DS18B20 temperature sensor sends 85 °C error value

thanks Bob – certainly not taken/read as criticism. In fact, v helpful.
BTW I’d read and replied in the sense of ‘mission critical’, which my application isn’t particularly!

Still want to get the erroneous 85°C blips resolved and happy to run any experiments that might satisfy intellectual curiosity.

If you really want to ‘kill’ the errant 85 °C reading, pick apart emonLibCM. I don’t mean all of it (!), just the temperature part. It’s in two sections, and there are plenty of subtleties to make it fit and not interfere too much with the continuous monitoring, in all likelihood those will confuse you and they’re not relevant to what you need.

The first part is triggered long enough before the temperatures are needed, and it’s a broadcast request to all sensors to “go and measure”. When they’ve had time to do that - and the power readings have been collected etc, the temperature part is visited again and each sensor in turn is asked to send its reading. This is where the checksum is calculated, the sensor registers are interrogated, and the 85 °C reading is checked.

If you need help, ask. Unfortunately, I’m too tied up with the emonTx V4 to be able to volunteer to do much more.

Gotcha’, thanks for the clarification. So it’s actually RPi DS18B20 code we’re dealing with, not AVR code.

Did you terminate the RJ45 yourself, or butcher an existing ethernet cable? That RJ45 terminal block breakout board chose pins 4 and 5 for 1wire data and GND. That’s a good choice because on a standard ethernet cable those two pins are connected to the one twisted pair (Blue and Blue/White). In your pic above, it looks to me like you run Data and GND down Blue and Orange/White - not a good choice because they don’t form a twisted pair. But unless you built the cable yourself, I don’t see how that could be working at all, so maybe I’m misinterpreting your photo above?

I’m not sure - the drawings show the DS18B20s going to the ATMega. I think the RPi image was just to show the pull-up connected between the data and power lines.

I think so. The breakout at the top is screw terminals, so Harley was free to choose which cores he used for what purpose - and as there’s no guidance published (that I know of) for how to choose the cores in a CAT n cable when it’s not Ethernet, he probably didn’t realise that the signal & ground should be on a twisted pair.

As far as I can tell the EmonHP doesn’t have an AVR in it, although it looks like an earlier version did.

I just had a squiz at how the RPi drives the DS18B20 and it connects 1wire bus power directly to an always-on 3.3V pin… so no attempt to power the bus down (a wise choice in my experience unless of course you’re battery powered). That makes me less inclined to think the 85C is a comms issue, more likely a voltage supply issue on the 1wire bus.

I think all of those cases will only cause an 85C to be returned if the device has just been reset. Once the device has been powered up successfully and at least one good conversion has been completed then I believe each of those failure modes would cause you to re-read the previous conversion - an error that would likely go unnoticed.
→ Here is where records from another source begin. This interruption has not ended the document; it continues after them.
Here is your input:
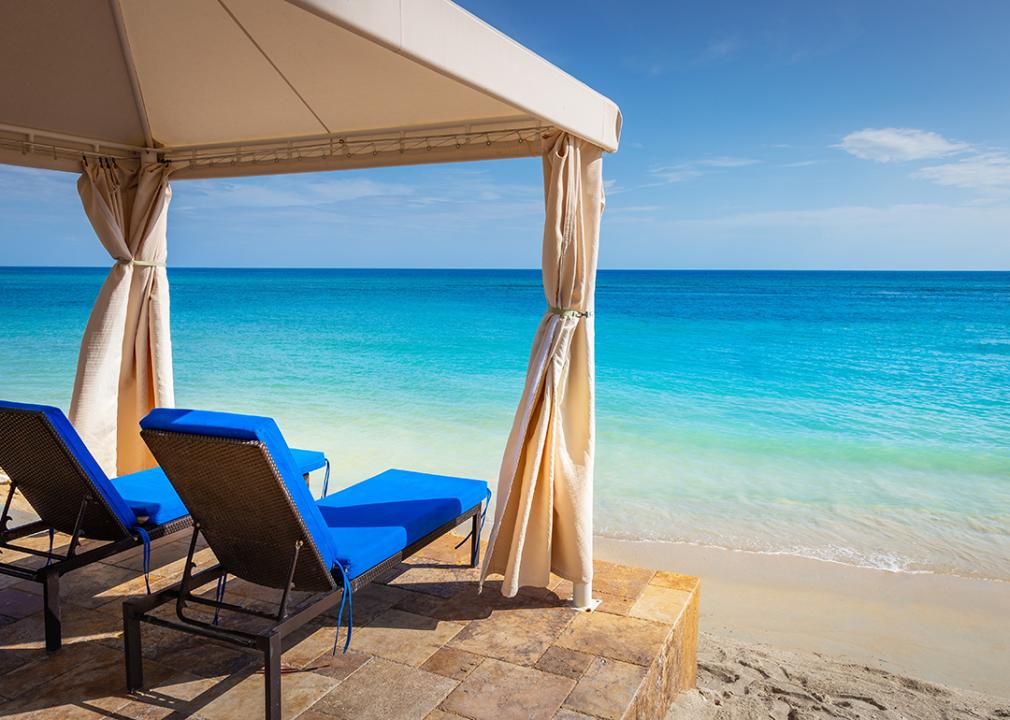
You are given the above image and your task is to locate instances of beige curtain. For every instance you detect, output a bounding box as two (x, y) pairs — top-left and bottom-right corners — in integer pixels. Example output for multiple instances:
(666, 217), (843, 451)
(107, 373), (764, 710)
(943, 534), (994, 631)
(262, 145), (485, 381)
(482, 133), (604, 597)
(70, 161), (175, 477)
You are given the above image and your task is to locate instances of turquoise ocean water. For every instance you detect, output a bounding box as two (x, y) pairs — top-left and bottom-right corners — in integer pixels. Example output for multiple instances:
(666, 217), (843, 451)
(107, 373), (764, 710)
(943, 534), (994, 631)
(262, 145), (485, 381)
(0, 269), (1010, 581)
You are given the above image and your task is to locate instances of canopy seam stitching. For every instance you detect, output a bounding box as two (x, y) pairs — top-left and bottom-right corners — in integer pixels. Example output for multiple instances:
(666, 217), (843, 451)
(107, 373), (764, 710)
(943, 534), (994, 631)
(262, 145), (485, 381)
(217, 0), (332, 133)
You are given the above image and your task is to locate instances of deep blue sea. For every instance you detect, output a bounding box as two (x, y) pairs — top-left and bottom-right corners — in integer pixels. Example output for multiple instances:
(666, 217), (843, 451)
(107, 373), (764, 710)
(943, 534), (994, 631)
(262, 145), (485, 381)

Since the RPi doesn’t attempt to manipulate bus power (it’s hardwired to the 3.3V rail) it seems unlikely that a comms failure could cause an 85C to be returned - except in the case where the system has just been powered up.

I’d start by measuring the bus voltage up at the breakout board, ideally with a scope during a conversion, but if that’s not possible, then at least with a multimeter statically.

There doesn’t seem to be much doubt about that - and the AVR version is similar - it too permanently powers the sensors.

thanks, I’ll try to borrow a scope for next weekend and take a look at the 3.3V rail before changing the cat5 wiring pairs etc.

just a thought, if there were instability on the 3.3V rail then wouldn’t both sensors re-boot at the same time, as opposed to what we’re seeing which is each sensor glitching at different times?

Interesting question. The re-boot itself is not a problem unless it happens between requesting a conversion and reading the result. If it were to happen after the result was read and before the next conversion was requested it would be benign. You’d need to read the Linux kernel module source code to see exactly how it runs the bus. Does it use global concurrent conversions, or directed conversions? Does it run conversions continuously in the background, or do they get triggered by a user-level process reading the device? etc. etc.

At first blush I’d agree you’d expect them to fail together, but maybe the bus operations and timing are such that it takes out one at a time. It’s hard to say without knowing how the code works. The answers are probably somewhere in here.

As well as the possible software explanation for differences already mentioned, I think there might be a hardware explanation as well. As I understand it the DS18B20 can operate using parasitic power, so it contains some energy storage (presumably a capacitor). Device tolerances might mean that one unit stayed powered up during a brown-out, whilst the other rebooted.

Good point - I just knocked up an experiment to test that on my 53 sensor bus. After the system has been up for a few minutes (so that all sensors had done at least one conversion), I bypass the code that issues the CONVERT command and just leave it running the code that reads the scratchpad. All sensors stick at their latest reading as expected - aiming a hairdryer at them made no difference to the readings.

Then I introduced a s/w controlled bus power failure pulse by shorting Vcc and Data to GND for a s/w controlled interval. Once the power was restored I continued reading all the scratchpad registers. When the power failure was about 400 usecs wide, roughly half the sensors drop out and report 85C while the other half survive and return their old reading. Continued power fail pulses of the same width (every 30 seconds) slowly pick off the survivors until eventually they’re all reporting 85C.

A wider pulse takes out more, and a narrower one fewer, but ~400 μsecs seem to be the sweet spot for dividing them.

Here’s how the first 10 sensors report after the first power fail pulse:

4 Likes

Added to my notes about DS18B20s
:+1:

I haven’t characterised it, but it looks like another area where clones behave differently from genuines. The clones seem to be the earliest to reset back to 85C.